The tennis star wore a black face mask emblazoned with Martin’s name on it during the U.S. Open Sunday at the Arthur Ashe Stadium in New York. Martin was an unarmed Black teenager from Florida who was fatally shot in 2012 by a neighborhood watch captain.
After her match against Estonia’s Anett Kontaveit and subsequent win, Osaka posted a statement on Instagram about her choice to honor Martin: “I remember Trayvon’s death clearly. I remember being a kid and just feeling scared, irreverent info but I actually didn’t wear hoodies for years cause I wanted to decrease the odds of ‘looking suspicious’. I know his death wasn’t the first, but for me it was the one that opened my eyes to what was going on. I remember watching the events unfold on tv and wondering what was taking so long, why was justice not being served. To see the same things happening over and over still is sad. Things have to change.”
Since Osaka’s first match at this the Open this year, she’s been wearing face coverings honoring victims of racial violence in America. In an interview last week, she explained that she brought seven different masks to the tournament.
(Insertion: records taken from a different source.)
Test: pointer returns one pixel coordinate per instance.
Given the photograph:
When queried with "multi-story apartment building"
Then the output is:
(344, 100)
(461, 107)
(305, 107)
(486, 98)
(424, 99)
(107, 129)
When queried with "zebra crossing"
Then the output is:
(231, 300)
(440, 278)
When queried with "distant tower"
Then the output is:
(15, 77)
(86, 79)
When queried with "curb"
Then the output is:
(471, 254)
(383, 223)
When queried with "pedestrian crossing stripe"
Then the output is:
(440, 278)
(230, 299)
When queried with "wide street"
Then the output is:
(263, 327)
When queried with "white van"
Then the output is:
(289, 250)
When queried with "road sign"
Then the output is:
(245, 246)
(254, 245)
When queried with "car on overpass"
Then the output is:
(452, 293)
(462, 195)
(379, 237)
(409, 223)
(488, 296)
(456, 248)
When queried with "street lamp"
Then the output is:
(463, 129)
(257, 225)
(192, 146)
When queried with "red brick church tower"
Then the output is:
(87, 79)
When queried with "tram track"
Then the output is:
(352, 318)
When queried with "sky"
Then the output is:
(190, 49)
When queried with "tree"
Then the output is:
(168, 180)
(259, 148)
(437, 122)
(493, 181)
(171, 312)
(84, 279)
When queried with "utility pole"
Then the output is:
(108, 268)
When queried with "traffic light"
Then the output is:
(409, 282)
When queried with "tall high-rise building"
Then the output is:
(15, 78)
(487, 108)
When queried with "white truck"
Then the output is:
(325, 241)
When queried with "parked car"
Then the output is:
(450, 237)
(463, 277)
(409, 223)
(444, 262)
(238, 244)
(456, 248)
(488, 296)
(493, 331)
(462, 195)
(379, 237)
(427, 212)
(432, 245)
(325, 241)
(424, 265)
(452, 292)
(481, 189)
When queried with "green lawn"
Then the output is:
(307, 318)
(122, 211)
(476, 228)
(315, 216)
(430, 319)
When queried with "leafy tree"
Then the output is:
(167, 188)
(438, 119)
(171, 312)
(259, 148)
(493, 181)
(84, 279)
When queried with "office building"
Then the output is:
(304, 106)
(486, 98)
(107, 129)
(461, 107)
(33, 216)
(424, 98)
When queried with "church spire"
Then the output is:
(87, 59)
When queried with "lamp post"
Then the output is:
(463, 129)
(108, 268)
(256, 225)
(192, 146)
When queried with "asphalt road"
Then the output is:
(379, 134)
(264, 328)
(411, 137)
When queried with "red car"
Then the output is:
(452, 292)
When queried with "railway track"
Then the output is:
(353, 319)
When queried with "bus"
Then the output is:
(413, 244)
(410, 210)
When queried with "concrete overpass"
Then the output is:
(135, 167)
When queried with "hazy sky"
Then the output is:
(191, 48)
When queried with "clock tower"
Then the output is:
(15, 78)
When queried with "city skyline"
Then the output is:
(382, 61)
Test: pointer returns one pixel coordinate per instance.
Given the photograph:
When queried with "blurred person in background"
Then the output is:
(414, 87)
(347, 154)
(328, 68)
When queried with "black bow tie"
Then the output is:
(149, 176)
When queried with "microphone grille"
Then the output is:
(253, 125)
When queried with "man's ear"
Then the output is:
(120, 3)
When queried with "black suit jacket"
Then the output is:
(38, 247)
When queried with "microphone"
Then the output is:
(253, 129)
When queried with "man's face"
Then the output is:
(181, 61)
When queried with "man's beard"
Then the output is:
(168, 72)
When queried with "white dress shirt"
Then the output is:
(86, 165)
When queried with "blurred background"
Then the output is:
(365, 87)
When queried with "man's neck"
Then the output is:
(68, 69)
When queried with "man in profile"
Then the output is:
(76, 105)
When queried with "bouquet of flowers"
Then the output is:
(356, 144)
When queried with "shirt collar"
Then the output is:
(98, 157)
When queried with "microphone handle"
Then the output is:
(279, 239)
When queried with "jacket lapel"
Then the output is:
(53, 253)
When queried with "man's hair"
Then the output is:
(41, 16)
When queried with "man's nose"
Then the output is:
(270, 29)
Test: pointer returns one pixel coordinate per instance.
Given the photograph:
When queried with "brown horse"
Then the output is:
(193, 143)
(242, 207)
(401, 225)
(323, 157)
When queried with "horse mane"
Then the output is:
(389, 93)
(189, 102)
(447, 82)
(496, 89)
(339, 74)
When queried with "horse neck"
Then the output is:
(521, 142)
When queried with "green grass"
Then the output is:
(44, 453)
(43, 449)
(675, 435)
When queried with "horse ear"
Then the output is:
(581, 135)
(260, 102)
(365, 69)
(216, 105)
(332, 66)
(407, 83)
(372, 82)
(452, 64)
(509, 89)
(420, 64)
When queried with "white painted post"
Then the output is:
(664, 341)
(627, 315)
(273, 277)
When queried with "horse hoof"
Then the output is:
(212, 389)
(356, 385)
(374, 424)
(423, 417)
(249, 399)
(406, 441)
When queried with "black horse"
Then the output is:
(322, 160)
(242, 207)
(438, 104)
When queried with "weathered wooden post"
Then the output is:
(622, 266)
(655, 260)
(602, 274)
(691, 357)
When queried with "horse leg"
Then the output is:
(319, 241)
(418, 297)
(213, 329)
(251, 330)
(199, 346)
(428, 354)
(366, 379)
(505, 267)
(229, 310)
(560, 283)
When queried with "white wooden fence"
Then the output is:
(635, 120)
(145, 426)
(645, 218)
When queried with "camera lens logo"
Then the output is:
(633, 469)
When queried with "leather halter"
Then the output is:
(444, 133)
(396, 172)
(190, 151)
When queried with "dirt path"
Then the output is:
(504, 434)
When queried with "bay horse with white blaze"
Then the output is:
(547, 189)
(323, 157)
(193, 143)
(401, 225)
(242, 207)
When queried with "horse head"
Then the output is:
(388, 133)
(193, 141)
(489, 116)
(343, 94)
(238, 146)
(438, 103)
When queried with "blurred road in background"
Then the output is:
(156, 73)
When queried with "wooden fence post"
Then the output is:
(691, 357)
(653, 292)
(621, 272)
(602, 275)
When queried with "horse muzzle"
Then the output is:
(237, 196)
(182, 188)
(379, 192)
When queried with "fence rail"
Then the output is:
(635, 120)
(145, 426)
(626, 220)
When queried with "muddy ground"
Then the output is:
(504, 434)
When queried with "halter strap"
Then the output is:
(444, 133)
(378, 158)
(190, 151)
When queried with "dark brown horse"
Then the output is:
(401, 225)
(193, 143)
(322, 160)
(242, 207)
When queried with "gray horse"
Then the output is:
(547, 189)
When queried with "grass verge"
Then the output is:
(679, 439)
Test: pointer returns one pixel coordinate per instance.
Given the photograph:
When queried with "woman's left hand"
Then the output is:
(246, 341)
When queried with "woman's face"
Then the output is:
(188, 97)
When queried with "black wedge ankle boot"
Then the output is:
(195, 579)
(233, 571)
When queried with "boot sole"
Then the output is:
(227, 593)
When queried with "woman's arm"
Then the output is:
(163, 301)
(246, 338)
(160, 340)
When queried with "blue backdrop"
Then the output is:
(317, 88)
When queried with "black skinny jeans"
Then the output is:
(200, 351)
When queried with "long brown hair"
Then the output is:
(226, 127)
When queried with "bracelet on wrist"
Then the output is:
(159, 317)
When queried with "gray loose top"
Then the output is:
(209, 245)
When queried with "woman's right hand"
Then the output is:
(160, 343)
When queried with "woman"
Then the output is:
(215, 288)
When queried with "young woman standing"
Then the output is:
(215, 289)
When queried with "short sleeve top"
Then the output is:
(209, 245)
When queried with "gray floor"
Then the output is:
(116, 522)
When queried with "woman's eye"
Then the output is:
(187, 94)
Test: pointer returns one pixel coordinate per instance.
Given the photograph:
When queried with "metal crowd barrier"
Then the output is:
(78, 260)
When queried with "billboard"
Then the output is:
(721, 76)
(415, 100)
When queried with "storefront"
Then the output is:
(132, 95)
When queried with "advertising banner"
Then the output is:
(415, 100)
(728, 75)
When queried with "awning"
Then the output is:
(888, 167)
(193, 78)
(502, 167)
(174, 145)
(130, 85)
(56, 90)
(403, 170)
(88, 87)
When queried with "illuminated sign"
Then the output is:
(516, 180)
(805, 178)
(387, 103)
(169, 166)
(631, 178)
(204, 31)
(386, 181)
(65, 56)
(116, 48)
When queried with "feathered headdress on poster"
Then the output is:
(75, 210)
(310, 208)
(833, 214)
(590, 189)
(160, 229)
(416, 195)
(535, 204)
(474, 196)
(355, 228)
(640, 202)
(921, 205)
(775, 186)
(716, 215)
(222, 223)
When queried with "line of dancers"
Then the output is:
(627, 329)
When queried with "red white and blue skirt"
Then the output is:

“It’s quite sad that seven masks isn’t enough for the amount of names, so hopefully I’ll get to the finals so you can see all of them,” Osaka said.
Last week, she wore one honoring Breonna Taylor, the Black Kentucky EMT who was fatally shot by police in her own home, and another for Elijah McClain, the Black man who was put in a chokehold by three white officers while he was walking home last year and subsequently died after going into a coma.
On Friday, Osaka wore another mask honoring Ahmaud Arbery, the Black man from Georgia who was fatally shot down by two white men while jogging.
Of Taylor, the 22-year-old said: “I’m aware that tennis is watched all over the world, and maybe there is someone that doesn’t know Breonna Taylor’s story. So maybe they’ll Google it. … For me, [I’m] just spreading awareness. … I started off with Breonna Taylor’s name first because for me she was the most important and [Black Lives Matter] is still actively going on; there are still marches even though people don’t really talk about it.”
Days later, in talking to reporters about Arbery, Osaka said: “I would like everyone to know that it was completely avoidable — this did not have to happen. None of these deaths had to happen. I just want everyone to know the names.”